Remove caching

mergennachin · mergennachin · commit ffbfbe7020b8 · 2025-12-02T17:22:17.000-08:00
diff --git a/backends/cuda/runtime/cuda_backend.cpp b/backends/cuda/runtime/cuda_backend.cpp
@@ -48,36 +48,26 @@ using executorch::runtime::Result;
 using executorch::runtime::Span;
 using executorch::runtime::etensor::Tensor;
 
-// Structure to hold cached GPU tensor data for "keep on device" optimization
-struct CachedGpuData {
-  void* data_ptr;           // GPU memory pointer
+// Structure to hold a reference to a GPU tensor for "keep on device" optimization.
+// Owns the tensor handle - must be deleted when no longer needed.
+struct GpuTensorRef {
+  AOTITensorHandle handle;  // Tensor handle (owned, for later deletion)
+  void* data_ptr;           // GPU memory pointer (for D2D copy)
   size_t size_bytes;        // Total size in bytes
-  int32_t scalar_type;      // Data type
-  std::vector<int64_t> sizes;  // Original shape
 };
 
-// Global device cache - maps name to cached GPU data
-// Using raw GPU pointers instead of tensor handles for format independence
-// Note: This cache is NOT thread-safe. Callers must ensure execute() is called
-// from a single thread.
-static std::unordered_map<std::string, CachedGpuData> g_device_cache;
-
-// Helper function to clear all cached GPU memory
-// Should be called during backend cleanup
-static void clear_device_cache() {
-  for (auto& pair : g_device_cache) {
-    if (pair.second.data_ptr != nullptr) {
-      cudaError_t err = cudaFree(pair.second.data_ptr);
-      if (err != cudaSuccess) {
-        ET_LOG(
-            Warning,
-            "Failed to free cached GPU memory for '%s': %s",
-            pair.first.c_str(),
-            cudaGetErrorString(err));
-      }
+// Global map of named GPU tensor references.
+// Note: NOT thread-safe. Callers must ensure execute() is called from a single thread.

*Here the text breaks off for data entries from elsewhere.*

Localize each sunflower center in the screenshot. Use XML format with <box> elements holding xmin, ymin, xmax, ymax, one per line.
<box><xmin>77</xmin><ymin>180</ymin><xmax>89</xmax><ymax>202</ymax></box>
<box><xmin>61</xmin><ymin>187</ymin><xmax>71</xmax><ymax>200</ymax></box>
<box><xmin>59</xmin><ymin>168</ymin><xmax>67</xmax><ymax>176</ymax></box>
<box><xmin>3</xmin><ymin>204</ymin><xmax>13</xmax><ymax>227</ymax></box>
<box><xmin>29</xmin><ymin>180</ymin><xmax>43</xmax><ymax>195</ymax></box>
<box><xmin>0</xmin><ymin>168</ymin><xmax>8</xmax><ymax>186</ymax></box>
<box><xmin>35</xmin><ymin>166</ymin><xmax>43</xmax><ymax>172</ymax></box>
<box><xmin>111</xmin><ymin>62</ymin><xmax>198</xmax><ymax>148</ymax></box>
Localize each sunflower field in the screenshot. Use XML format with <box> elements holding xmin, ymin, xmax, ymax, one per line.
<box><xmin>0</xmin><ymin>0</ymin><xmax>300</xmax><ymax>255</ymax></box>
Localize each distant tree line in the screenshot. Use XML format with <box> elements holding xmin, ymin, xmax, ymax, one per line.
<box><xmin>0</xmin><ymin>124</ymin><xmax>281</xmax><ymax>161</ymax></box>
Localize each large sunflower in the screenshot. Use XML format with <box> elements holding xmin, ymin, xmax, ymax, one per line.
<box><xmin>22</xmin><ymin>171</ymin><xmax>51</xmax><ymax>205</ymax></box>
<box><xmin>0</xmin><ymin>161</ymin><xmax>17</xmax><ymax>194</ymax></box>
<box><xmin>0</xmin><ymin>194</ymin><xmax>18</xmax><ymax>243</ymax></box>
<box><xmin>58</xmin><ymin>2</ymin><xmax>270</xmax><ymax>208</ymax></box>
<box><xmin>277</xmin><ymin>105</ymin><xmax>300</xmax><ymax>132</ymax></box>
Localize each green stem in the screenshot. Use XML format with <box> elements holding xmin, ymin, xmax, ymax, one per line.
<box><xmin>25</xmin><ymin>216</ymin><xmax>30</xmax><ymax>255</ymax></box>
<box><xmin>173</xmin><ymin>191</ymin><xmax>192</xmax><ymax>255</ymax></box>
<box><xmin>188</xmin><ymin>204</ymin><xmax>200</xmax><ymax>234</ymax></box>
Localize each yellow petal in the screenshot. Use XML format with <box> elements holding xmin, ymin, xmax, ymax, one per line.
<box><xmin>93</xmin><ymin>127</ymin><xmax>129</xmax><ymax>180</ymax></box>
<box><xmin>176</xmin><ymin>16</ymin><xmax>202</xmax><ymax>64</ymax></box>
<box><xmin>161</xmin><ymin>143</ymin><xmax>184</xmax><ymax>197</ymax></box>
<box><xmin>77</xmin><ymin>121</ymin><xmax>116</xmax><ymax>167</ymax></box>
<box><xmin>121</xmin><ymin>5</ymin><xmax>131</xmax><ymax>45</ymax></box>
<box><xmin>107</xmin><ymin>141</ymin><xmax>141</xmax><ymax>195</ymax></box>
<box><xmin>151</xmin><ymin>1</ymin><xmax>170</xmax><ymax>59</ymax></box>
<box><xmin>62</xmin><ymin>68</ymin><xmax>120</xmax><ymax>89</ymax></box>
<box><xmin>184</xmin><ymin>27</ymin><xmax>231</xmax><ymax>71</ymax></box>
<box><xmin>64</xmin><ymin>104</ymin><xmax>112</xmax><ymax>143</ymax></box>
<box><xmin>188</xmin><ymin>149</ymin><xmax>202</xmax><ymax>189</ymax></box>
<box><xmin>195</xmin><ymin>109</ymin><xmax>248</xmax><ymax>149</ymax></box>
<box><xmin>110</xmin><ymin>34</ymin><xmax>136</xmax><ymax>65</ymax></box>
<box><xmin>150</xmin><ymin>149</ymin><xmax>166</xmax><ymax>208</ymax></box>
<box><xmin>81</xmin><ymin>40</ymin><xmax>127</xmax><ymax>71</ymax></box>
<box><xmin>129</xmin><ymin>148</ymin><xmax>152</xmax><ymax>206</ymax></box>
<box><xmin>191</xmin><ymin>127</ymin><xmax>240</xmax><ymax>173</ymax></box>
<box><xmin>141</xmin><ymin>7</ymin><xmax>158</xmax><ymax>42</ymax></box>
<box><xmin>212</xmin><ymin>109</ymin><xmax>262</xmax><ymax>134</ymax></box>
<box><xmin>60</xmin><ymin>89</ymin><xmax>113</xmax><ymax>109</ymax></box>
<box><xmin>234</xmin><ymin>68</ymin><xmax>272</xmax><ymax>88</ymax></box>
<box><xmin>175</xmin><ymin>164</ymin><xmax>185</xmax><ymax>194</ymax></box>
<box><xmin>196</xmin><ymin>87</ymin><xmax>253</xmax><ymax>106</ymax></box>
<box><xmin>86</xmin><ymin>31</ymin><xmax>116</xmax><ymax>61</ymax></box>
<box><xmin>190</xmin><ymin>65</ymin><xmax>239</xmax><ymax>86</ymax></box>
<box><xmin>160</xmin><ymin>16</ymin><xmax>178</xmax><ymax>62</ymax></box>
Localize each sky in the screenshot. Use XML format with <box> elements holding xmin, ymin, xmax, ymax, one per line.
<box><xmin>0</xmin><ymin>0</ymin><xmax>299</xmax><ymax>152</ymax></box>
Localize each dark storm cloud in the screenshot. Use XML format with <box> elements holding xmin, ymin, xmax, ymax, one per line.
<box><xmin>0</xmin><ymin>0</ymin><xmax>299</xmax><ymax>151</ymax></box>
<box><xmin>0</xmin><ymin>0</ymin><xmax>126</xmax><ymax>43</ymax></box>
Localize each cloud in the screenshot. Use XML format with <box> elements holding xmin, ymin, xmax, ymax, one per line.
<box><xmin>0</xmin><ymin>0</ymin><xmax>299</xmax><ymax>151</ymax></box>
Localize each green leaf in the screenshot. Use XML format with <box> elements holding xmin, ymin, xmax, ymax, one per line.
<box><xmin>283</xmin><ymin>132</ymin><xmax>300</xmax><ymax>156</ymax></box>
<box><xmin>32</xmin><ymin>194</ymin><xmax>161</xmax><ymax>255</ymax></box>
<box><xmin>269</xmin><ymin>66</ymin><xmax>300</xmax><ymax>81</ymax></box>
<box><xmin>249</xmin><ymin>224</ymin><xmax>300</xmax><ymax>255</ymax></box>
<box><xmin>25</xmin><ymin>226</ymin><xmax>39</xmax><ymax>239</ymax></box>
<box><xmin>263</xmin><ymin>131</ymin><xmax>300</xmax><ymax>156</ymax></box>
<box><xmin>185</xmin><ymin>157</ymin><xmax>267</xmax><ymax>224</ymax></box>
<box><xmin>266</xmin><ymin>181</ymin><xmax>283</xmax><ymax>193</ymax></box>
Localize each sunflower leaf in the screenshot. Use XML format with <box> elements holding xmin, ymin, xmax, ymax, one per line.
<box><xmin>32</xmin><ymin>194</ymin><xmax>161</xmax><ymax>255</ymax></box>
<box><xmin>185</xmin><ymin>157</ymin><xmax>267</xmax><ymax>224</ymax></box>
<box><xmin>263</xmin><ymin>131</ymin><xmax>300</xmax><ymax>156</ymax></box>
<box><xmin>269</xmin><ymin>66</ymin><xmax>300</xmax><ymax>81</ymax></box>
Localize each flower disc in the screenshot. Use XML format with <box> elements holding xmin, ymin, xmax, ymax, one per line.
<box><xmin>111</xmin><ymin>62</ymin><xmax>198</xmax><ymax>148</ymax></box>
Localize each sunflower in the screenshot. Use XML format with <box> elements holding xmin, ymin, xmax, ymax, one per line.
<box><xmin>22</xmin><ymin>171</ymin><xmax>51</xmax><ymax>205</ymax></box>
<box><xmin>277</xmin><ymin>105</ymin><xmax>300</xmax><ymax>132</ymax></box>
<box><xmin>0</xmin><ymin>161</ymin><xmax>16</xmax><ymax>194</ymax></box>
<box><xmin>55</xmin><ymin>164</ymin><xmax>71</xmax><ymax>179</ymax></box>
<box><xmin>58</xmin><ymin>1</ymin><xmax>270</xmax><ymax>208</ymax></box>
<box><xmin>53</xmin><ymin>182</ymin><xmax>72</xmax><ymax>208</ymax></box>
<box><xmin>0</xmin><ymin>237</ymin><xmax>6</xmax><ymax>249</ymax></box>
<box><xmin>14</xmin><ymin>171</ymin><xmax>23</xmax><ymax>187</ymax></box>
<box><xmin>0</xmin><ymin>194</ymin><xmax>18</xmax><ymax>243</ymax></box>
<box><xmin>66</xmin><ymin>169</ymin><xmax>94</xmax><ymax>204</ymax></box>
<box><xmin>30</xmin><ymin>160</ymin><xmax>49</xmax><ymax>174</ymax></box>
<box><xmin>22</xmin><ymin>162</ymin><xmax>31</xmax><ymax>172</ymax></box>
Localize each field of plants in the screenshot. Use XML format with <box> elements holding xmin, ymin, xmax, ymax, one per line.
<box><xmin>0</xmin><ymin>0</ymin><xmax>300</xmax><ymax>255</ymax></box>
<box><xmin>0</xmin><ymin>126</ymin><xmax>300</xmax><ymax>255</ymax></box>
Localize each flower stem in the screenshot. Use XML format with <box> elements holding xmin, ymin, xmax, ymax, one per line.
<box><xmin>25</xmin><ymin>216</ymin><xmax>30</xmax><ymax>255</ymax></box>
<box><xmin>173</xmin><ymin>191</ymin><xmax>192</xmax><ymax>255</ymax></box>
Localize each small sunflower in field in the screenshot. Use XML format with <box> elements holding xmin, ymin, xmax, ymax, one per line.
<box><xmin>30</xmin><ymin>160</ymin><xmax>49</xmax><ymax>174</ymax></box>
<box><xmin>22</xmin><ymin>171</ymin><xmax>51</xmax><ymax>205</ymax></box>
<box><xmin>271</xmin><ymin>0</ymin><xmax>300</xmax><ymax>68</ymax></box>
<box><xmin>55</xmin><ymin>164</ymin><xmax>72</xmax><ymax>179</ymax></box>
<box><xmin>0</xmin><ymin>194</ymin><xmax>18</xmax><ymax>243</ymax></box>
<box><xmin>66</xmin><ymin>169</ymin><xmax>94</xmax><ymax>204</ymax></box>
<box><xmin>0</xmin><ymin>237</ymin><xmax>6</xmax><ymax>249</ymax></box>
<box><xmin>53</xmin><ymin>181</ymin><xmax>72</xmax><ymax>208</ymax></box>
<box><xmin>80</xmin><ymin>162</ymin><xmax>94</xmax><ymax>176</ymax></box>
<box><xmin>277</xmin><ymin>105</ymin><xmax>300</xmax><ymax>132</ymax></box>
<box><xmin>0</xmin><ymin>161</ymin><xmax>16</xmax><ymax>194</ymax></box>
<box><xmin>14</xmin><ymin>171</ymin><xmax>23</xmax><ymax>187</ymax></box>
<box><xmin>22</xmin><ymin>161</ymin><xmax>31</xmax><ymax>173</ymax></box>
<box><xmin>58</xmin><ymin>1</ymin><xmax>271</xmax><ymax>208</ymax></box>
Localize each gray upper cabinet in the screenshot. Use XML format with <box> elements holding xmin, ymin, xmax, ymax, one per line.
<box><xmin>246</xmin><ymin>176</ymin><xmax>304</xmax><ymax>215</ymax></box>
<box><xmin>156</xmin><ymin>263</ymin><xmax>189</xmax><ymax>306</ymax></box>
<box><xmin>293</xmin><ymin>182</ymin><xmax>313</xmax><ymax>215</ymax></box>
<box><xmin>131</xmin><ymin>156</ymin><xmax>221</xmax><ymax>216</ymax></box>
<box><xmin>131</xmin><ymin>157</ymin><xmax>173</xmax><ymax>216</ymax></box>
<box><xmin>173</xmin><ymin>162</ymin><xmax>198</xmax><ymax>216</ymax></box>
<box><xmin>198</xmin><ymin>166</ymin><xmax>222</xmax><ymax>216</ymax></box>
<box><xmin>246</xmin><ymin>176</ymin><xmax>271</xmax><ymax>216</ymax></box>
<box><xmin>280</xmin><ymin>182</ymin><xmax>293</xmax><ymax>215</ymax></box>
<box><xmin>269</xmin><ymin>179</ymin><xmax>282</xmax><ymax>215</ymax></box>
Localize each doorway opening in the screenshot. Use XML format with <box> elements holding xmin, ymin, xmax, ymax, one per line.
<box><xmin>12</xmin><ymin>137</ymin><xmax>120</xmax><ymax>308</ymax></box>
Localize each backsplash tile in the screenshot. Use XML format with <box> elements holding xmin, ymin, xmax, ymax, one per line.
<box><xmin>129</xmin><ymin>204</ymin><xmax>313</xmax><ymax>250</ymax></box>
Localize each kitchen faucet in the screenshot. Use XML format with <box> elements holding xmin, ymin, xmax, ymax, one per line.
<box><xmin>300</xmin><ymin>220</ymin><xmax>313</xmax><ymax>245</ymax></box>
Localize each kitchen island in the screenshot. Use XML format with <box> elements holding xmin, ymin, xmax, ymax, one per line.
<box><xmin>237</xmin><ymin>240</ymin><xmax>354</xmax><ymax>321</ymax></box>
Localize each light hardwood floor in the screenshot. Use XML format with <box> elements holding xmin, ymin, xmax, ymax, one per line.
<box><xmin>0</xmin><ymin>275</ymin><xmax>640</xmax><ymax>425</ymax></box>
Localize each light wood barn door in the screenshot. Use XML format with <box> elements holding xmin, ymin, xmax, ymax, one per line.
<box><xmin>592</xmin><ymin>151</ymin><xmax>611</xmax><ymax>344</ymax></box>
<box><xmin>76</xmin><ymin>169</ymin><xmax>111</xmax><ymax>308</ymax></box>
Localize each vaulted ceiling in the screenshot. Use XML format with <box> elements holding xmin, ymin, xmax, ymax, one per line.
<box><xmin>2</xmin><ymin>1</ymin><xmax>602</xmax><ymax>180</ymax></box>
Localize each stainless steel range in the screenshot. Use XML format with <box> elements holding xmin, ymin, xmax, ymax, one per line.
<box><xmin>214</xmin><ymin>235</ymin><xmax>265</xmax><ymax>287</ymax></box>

+static std::unordered_map<std::string, GpuTensorRef> g_gpu_tensors;
+
+// Helper to clear stored GPU tensors and free their memory
+static void clear_gpu_tensors() {
+  for (auto& pair : g_gpu_tensors) {
+    if (pair.second.handle != nullptr) {
+      aoti_torch_delete_tensor_object(pair.second.handle);
     }
   }
-  g_device_cache.clear();
+  g_gpu_tensors.clear();
 }
 
 class ET_EXPERIMENTAL CudaBackend final
@@ -354,40 +344,40 @@ class ET_EXPERIMENTAL CudaBackend final
 
       gpu_inputs[i] = gpu_input_handle;
 
-      // Check if this input slot should use cached GPU data
+      // Check if this input slot should use a stored GPU tensor
       if (i == use_cache_input_slot_ && !use_cache_input_name_.empty()) {
-        auto cache_it = g_device_cache.find(use_cache_input_name_);
-        if (cache_it != g_device_cache.end()) {
-          const CachedGpuData& cached = cache_it->second;
+        auto it = g_gpu_tensors.find(use_cache_input_name_);
+        if (it != g_gpu_tensors.end()) {
+          const GpuTensorRef& ref = it->second;
           // GPU-to-GPU copy: fast DMA transfer, normalizes tensor format
           size_t numel = gpu_inputs[i]->numel();
           size_t elem_size = gpu_inputs[i]->element_size();
           size_t copy_bytes = numel * elem_size;
 
           ET_CHECK_OR_RETURN_ERROR(
-              copy_bytes == cached.size_bytes,
+              copy_bytes == ref.size_bytes,
               Internal,
-              "Cached tensor size mismatch: expected %zu bytes, got %zu",
+              "Stored tensor size mismatch: expected %zu bytes, got %zu",
               copy_bytes,
-              cached.size_bytes);
+              ref.size_bytes);
 
           cudaError_t cuda_err = cudaMemcpy(
               gpu_inputs[i]->data_ptr(),
-              cached.data_ptr,
+              ref.data_ptr,
               copy_bytes,
               cudaMemcpyDeviceToDevice);
 
           ET_CHECK_OR_RETURN_ERROR(
               cuda_err == cudaSuccess,
               Internal,
-              "Failed GPU-to-GPU copy for cached input %d: %s",
+              "Failed GPU-to-GPU copy for input %d: %s",
               i,
               cudaGetErrorString(cuda_err));
 
           // Skip the CPU-to-GPU copy below
           continue;
         }
-        // Cache miss: fall through to normal CPU-to-GPU copy
+        // Not found: fall through to normal CPU-to-GPU copy
       }
 
       // Copy data from CPU to GPU (normal path)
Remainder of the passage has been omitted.